Track riders come in two types: sprinters and endurance racers. The former are all muscle and power with piston legs, while the latter are lithe, lean and agile. I am neither of these. If someone were to guess my sport, they would probably pick darts or bowling. One might guess that I could ride a bike, but would never think I did it with any sort of usefulness.
‘You ride track?’
‘Yes, we have, there is, I’m close to a track it’s the only indoor track in Western Canada. And I’m a member. Of the track.’
‘Cool. What’s it called?’
At this point, the creepy little bastard actually walked over to his Apple laptop and opened up Google. I told him the name of the track, and to my relief he’d heard of it. I felt something approaching redemption, but I could still see that he didn’t quite believe that I was cool enough, or skinny enough, to ride track. I can’t explain why, but for some reason I needed this kid’s acceptance, so I tried to impress him with my knowledge of his own town and mentioned my visit to Powell’s the night before.
‘Yeah, it’s too bad there are so many books about the Lance Armstrong scandal, and so few about the Tour de France.
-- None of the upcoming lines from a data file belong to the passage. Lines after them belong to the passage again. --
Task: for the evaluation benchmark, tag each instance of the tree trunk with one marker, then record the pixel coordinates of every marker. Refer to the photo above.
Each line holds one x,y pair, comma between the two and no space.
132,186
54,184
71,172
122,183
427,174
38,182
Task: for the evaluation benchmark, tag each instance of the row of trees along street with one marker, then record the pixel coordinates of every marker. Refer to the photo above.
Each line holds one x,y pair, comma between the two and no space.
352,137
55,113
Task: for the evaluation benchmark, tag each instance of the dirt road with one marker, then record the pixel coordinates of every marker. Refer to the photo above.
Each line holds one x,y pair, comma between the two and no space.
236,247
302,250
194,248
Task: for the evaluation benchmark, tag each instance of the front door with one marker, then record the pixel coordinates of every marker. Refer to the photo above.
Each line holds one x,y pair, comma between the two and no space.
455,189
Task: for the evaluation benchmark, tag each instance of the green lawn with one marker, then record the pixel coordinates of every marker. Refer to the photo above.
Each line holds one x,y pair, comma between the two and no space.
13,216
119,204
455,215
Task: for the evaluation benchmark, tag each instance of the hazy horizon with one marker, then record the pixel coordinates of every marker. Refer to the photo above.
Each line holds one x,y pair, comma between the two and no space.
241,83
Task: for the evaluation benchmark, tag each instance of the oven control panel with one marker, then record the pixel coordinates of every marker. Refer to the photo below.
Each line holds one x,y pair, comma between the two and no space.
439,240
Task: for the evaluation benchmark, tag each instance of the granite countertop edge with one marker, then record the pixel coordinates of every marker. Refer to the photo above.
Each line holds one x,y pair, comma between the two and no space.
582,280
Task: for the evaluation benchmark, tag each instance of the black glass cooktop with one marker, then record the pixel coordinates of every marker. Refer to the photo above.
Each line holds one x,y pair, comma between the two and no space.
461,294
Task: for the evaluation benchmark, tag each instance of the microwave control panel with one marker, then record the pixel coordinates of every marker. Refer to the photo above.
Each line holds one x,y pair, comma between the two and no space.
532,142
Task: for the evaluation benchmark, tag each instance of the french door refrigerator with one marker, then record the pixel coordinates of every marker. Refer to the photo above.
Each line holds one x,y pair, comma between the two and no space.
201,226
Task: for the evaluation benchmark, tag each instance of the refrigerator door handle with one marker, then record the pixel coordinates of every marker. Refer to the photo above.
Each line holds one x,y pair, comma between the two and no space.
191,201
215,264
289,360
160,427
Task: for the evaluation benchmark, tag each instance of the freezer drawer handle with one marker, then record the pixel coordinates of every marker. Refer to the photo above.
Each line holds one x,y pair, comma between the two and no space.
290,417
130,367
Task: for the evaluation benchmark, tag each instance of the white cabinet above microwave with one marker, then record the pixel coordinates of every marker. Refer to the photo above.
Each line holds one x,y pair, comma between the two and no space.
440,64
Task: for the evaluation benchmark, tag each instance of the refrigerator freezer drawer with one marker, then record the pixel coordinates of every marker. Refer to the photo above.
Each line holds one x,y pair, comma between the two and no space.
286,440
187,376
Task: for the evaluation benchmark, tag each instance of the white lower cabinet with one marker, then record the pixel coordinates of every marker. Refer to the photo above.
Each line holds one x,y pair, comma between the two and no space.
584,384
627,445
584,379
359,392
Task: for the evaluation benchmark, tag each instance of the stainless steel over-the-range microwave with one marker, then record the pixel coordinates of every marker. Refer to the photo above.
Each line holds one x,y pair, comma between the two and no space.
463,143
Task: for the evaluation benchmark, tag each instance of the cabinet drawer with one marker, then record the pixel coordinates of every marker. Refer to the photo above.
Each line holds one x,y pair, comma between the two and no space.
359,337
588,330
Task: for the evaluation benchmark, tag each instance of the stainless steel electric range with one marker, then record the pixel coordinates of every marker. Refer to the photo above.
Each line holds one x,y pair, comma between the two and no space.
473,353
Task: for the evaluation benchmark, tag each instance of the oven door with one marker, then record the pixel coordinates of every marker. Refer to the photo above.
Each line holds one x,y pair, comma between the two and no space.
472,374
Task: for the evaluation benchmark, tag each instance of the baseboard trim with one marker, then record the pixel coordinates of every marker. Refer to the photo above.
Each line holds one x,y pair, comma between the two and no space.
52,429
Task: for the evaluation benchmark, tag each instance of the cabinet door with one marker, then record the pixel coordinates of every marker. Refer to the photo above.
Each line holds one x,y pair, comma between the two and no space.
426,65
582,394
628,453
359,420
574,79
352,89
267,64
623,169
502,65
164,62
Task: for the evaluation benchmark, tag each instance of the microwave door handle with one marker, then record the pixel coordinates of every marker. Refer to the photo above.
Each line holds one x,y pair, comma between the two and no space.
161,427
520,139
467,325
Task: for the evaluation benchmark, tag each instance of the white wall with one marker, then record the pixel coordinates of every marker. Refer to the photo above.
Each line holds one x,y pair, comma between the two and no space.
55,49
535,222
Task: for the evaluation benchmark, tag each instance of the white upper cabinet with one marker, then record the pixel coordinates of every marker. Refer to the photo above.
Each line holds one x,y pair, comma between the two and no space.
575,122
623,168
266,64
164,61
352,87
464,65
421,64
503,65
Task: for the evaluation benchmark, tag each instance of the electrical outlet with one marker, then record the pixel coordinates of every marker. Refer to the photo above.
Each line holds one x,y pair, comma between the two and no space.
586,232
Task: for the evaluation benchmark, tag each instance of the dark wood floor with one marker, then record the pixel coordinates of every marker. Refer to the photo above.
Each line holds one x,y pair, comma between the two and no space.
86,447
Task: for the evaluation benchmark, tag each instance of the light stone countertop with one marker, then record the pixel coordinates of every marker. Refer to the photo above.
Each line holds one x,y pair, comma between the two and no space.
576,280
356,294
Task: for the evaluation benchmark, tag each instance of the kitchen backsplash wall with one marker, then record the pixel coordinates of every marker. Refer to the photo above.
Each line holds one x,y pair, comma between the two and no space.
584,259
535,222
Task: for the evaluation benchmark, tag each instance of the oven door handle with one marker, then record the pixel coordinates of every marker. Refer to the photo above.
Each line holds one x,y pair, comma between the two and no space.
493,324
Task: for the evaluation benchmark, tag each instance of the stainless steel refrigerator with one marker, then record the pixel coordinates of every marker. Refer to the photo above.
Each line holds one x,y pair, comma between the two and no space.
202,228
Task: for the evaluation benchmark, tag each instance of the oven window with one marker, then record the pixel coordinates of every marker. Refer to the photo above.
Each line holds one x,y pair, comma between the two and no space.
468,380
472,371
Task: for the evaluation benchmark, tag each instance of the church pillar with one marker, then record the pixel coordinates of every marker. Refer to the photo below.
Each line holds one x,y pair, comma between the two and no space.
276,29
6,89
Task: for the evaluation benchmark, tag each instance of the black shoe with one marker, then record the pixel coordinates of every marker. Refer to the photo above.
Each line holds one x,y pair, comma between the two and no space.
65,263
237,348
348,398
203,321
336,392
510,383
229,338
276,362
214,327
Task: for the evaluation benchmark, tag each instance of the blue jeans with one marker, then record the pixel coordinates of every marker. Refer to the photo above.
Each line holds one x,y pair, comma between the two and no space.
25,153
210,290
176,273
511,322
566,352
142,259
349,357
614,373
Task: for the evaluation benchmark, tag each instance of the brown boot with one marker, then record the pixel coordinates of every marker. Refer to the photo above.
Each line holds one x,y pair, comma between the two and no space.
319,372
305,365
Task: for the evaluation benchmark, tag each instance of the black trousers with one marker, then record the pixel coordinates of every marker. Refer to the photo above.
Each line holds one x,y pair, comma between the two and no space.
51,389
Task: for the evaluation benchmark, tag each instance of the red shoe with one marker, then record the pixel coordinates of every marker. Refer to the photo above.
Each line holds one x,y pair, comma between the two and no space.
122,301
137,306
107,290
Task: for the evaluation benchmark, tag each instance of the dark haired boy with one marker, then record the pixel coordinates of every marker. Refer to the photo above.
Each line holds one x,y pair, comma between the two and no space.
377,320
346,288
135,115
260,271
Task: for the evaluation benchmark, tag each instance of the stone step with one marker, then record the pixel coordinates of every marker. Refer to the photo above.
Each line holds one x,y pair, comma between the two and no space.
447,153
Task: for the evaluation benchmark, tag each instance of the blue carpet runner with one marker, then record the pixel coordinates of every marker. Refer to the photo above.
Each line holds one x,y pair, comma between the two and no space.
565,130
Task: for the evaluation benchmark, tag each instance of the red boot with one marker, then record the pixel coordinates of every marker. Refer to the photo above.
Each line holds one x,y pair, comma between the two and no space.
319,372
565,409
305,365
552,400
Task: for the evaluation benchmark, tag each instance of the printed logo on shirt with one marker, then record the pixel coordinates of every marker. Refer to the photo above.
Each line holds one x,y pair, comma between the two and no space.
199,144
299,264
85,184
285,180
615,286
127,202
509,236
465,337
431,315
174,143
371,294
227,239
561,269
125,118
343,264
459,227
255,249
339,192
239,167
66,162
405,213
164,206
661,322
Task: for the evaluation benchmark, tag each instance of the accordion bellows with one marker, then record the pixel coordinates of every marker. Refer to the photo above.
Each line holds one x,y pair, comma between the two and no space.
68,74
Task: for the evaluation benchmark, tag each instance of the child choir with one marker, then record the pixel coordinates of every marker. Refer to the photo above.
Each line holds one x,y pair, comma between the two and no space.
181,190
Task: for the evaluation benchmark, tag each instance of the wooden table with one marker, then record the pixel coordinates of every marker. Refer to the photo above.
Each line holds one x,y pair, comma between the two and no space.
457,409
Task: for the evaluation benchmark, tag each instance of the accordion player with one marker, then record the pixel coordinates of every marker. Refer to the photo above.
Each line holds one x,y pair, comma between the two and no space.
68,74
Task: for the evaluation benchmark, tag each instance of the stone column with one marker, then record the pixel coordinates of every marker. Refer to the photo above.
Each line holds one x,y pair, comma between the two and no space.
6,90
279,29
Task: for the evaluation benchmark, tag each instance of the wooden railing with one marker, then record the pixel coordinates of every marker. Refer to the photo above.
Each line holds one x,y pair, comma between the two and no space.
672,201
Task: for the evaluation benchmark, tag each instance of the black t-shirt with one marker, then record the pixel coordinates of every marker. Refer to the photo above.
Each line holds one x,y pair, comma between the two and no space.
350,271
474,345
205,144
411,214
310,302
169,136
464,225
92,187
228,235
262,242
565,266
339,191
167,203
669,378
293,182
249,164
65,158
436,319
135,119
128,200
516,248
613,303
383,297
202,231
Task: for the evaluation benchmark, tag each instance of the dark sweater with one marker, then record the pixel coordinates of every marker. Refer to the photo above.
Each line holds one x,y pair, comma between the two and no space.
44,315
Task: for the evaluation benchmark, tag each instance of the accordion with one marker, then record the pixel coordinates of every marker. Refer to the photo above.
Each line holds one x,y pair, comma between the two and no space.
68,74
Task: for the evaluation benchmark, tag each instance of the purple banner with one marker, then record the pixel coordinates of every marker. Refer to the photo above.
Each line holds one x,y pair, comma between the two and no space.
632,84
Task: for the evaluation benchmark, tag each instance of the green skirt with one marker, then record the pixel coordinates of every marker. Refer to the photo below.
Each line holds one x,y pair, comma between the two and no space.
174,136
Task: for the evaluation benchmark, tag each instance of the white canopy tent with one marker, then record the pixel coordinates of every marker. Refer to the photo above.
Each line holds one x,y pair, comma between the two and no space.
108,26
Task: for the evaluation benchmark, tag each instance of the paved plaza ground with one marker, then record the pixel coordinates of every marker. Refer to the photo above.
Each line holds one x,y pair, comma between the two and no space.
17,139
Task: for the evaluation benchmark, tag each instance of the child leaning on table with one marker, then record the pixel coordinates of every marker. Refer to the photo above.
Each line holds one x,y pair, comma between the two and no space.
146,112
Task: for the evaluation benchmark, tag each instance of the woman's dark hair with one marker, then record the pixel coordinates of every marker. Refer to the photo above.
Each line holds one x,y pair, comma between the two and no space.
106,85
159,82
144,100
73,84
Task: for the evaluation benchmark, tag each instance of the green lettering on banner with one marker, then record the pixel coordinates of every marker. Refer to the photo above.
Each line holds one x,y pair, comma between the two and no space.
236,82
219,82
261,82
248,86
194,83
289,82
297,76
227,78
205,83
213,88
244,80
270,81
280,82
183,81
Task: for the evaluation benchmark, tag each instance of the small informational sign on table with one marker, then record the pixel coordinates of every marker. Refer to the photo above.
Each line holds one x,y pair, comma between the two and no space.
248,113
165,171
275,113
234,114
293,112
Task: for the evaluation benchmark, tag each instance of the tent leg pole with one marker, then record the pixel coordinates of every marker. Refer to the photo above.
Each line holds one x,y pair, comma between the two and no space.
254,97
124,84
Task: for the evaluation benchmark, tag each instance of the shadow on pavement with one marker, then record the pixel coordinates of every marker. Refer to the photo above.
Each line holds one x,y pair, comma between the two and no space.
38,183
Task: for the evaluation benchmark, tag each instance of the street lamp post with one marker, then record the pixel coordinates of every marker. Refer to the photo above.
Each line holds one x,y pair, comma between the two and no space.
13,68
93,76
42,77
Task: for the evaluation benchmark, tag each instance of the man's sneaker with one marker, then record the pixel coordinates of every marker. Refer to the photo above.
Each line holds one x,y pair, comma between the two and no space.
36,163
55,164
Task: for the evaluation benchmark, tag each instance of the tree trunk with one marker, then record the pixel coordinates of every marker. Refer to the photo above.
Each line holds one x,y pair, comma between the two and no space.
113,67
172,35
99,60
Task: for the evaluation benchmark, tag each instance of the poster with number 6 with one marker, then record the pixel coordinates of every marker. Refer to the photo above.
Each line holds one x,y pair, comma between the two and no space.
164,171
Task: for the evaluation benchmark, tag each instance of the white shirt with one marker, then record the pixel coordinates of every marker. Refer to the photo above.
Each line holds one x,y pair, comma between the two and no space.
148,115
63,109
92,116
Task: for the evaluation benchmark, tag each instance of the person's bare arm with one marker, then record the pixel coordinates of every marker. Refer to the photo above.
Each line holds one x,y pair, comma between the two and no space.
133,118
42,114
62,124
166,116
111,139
I found a good one, though. It’s called… it’s called, umm…’ I faltered for a second. The miner inside my head swinging a pickaxe at my memory just could not find that golden vein. I knew there was a verb and an animal in the title. Searching… searching… got it!
‘Oh yeah, it’s called Chasing the Beaver. It’s about Lemond and [mumbly incoherence]. Looks like a pretty good read!’
The kid almost laughed, but that would have been uncool. Instead, he sarcastically pretended that I got the title right.
‘Oh yeah, I know that one. It’s about Greg Lemond and Bernard Hinault. That’s right, they called him The Beaver. Yeah, they made a documentary out of the book. I think it’s also called Chasing the Beaver. Yup. Good book. Have fun at your track.’
I caught up with my wife and I went back to our hotel thinking, ‘Well that went well. Not sure why he suddenly brightened up at the end there. He must have suddenly realized that I’m the real deal and that he can’t judge a book by it’s… dammit!. It’s called Slaying the Badger!’
The upside to the story is that I coined a new personal expression. ‘Chasing the beaver’ is what I’m doing whenever I try to impress someone out of insecurity. If I’ve gleaned anything from the long, storied history of the Tour de France it’s that cycling is about suffering, perseverance, and, more often than not, humiliation and defeat. In the spirit of the latter, I’m a seasoned pro.